The consortium is building upon established standards of analogue research traditions and applying them to the different contexts of digital research data, thus opening up new research paths while also anchoring digital research firmly in the accumulated research traditions and ethical standards of the participant disciplines. Through this approach, those communication links that have already emerged between historically engaged research and the digital humanities can be deepened and productively developed.
4Memory aims to integrate historical data that comes in widely different data formats and that results from numerous specific application contexts and requirements. These include, among others, texts ranging from antiquity to the modern era, images, photos, audio and video recordings, statistics, structured data, metadata, ontologies, and hypertexts. 4Memory also focuses on personal data, spatial structures, and changes in classification systems and categories over time.
In terms of quality management and in order to have research results acknowledged as scholarly output, the consortium also aims to establish systems for evaluating digital research in the form of digital reviews equivalent to the high standards set by existing peer-review procedures. Its participating disciplines make 4Memory particularly qualified to reflect on the methodological and epistemological dimensions of the digital revolution. As digital literacy is not widespread among the historically engaged disciplines, we need a structured way to enable historical research in the future.

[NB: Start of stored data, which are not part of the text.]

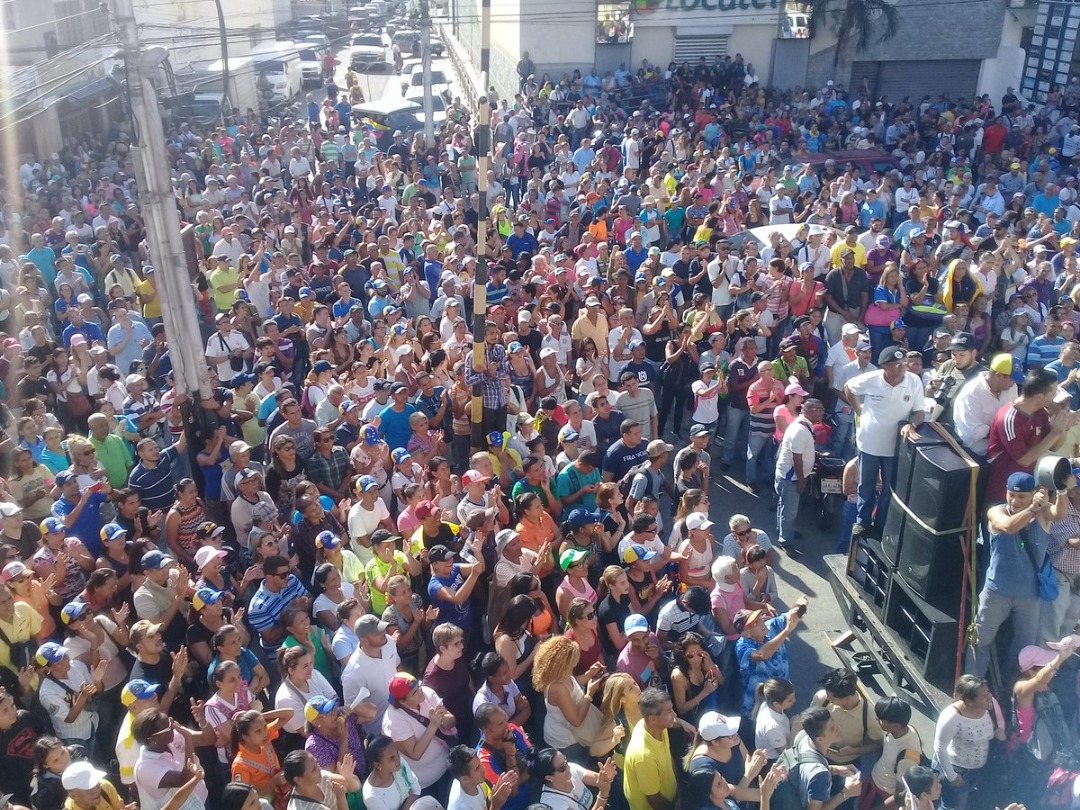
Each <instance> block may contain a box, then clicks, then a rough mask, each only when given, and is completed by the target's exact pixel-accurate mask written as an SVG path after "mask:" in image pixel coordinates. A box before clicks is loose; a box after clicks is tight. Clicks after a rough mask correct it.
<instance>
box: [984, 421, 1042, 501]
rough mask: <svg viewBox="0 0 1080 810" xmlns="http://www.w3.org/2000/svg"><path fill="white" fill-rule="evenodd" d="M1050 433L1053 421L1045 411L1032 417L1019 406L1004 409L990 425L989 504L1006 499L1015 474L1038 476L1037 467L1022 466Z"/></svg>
mask: <svg viewBox="0 0 1080 810" xmlns="http://www.w3.org/2000/svg"><path fill="white" fill-rule="evenodd" d="M1049 433H1050V417H1049V416H1048V415H1047V409H1045V408H1040V409H1039V410H1037V411H1035V413H1034V414H1031V415H1030V416H1028V415H1027V414H1025V413H1024V411H1023V410H1021V409H1020V408H1017V407H1016V405H1015V403H1011V404H1009V405H1002V406H1001V407H1000V408H998V413H997V414H995V415H994V422H993V423H991V424H990V444H989V449H988V450H987V453H986V458H987V460H989V462H990V478H989V483H988V484H987V487H986V496H987V499H988V500H989V502H1000V501H1003V500H1004V499H1005V482H1007V481H1008V480H1009V476H1010V475H1012V474H1013V473H1014V472H1028V473H1029V472H1034V471H1035V464H1022V463H1021V462H1020V459H1021V457H1022V456H1023V455H1024V454H1025V453H1027V451H1028V449H1029V448H1031V447H1034V446H1035V445H1037V444H1039V442H1041V441H1042V440H1043V438H1045V437H1047V434H1049Z"/></svg>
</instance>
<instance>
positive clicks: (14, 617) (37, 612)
mask: <svg viewBox="0 0 1080 810" xmlns="http://www.w3.org/2000/svg"><path fill="white" fill-rule="evenodd" d="M0 631H3V634H4V635H5V636H8V638H9V640H11V642H12V643H13V644H18V643H21V642H32V640H33V639H35V637H36V636H37V635H38V633H40V632H41V616H40V615H39V613H38V611H37V610H35V609H33V608H32V607H30V606H29V605H27V604H26V603H25V602H16V603H15V616H13V617H12V620H11V622H10V623H9V622H6V621H3V620H0ZM0 666H6V667H8V669H9V670H11V671H12V672H14V673H15V674H16V675H17V674H18V670H17V669H16V667H15V666H14V665H13V664H12V662H11V647H9V646H8V643H6V642H4V640H3V639H0Z"/></svg>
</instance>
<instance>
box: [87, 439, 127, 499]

The consortium is thus engaged in working out a range of topics – whether establishing standards and norms for historical research data, enabling access to and the preservation of that data, or ensuring their quality and re-usability – that require an engagement on many levels, whether the concrete issues of software- and application-development or the seemingly more theoretical (though also eminently practical) concerns about the meaning of “digital source criticism” and “data literacy”.